In a joint statement issued earlier in May, House Foreign Affairs Committee Chairman Michael McCaul, R-Texas, House Homeland Security Committee Chairman Mark E. Green, R-Tenn., and House Judiciary Committee Chairman Jim Jordan, R-Ohio, touted HR 2, arguing that “For more than two years, President Biden and Secretary Mayorkas have watched our southwest border fall into the hands of violent cartels and stood by as their own open-border policies allowed the crisis to metastasize to our northern and maritime borders.”

“This chaos has pushed our Border Patrol agents to the brink, forcing them to work endless hours with no support,” the House Republicans said. “But those on the frontlines know this is not just a humanitarian crisis, it is a policy crisis. As the end of Title 42 approaches, it is clear the Biden Administration’s plan is to continue funding border mismanagement instead of border security.”

But Bishop Mark J. Seitz of El Paso, Texas, chairman of the U.S. Conference of Catholic Bishops’ Committee on Migration, sent a letter urging lawmakers to oppose the bill and “to support the drafting of bipartisan legislation that is more in keeping with our nation’s rich tradition of welcome.”

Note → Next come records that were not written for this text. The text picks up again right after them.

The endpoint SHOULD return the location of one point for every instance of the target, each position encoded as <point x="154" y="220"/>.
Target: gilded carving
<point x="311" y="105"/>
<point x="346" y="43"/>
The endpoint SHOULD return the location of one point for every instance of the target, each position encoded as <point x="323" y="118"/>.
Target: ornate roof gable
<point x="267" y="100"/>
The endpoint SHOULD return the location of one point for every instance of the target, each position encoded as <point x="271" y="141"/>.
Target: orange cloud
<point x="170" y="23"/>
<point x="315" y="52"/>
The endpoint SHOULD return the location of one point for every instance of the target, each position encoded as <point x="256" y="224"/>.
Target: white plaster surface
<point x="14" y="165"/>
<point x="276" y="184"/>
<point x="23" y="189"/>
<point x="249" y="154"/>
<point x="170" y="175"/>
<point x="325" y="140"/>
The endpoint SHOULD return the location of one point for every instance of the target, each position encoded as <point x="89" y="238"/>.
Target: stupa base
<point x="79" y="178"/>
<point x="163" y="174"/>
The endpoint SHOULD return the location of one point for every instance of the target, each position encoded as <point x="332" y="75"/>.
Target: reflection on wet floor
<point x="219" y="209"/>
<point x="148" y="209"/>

Bishop Seitz argued the bill “would endanger unaccompanied children and inflict harm on other vulnerable persons, decimate access to asylum, mandate damaging detention and removal practices, restrict access to legal employment, limit — and potentially eliminate — federal partnerships with faith-based and other nongovernmental organizations (NGOs), undermine the rule of law, and more.”

“We do not question the good intentions of lawmakers who seek to enact legislation that would secure our nation’s borders,” Bishop Seitz said in the letter dated May 5 and released by the USCCB May 8. “Indeed, we join in the call to enact effective and humane border management as part of a framework of comprehensive immigration reforms,” he wrote before adding, moreover, that the bishops “do not discount the challenges at our border with Mexico, nor the right of nations to maintain their borders.”

Bishop Seitz cited St. John Paul II, arguing the saint taught that “our faith also compels us to be ‘vigilant advocate[s], defending against any unjust restriction (on) the natural right of individual persons to move freely within their own nation and from one nation to another’ and to call attention ‘to the rights of migrants and their families and to respect for their human dignity, even in cases of non-legal immigration.'”

Arguing there may be individual, unobjectionable provisions within HR 2 that members would support on their own, Bishop Seitz argued that “passage, on the whole, is beyond justification” because of the harmful measures it also contains.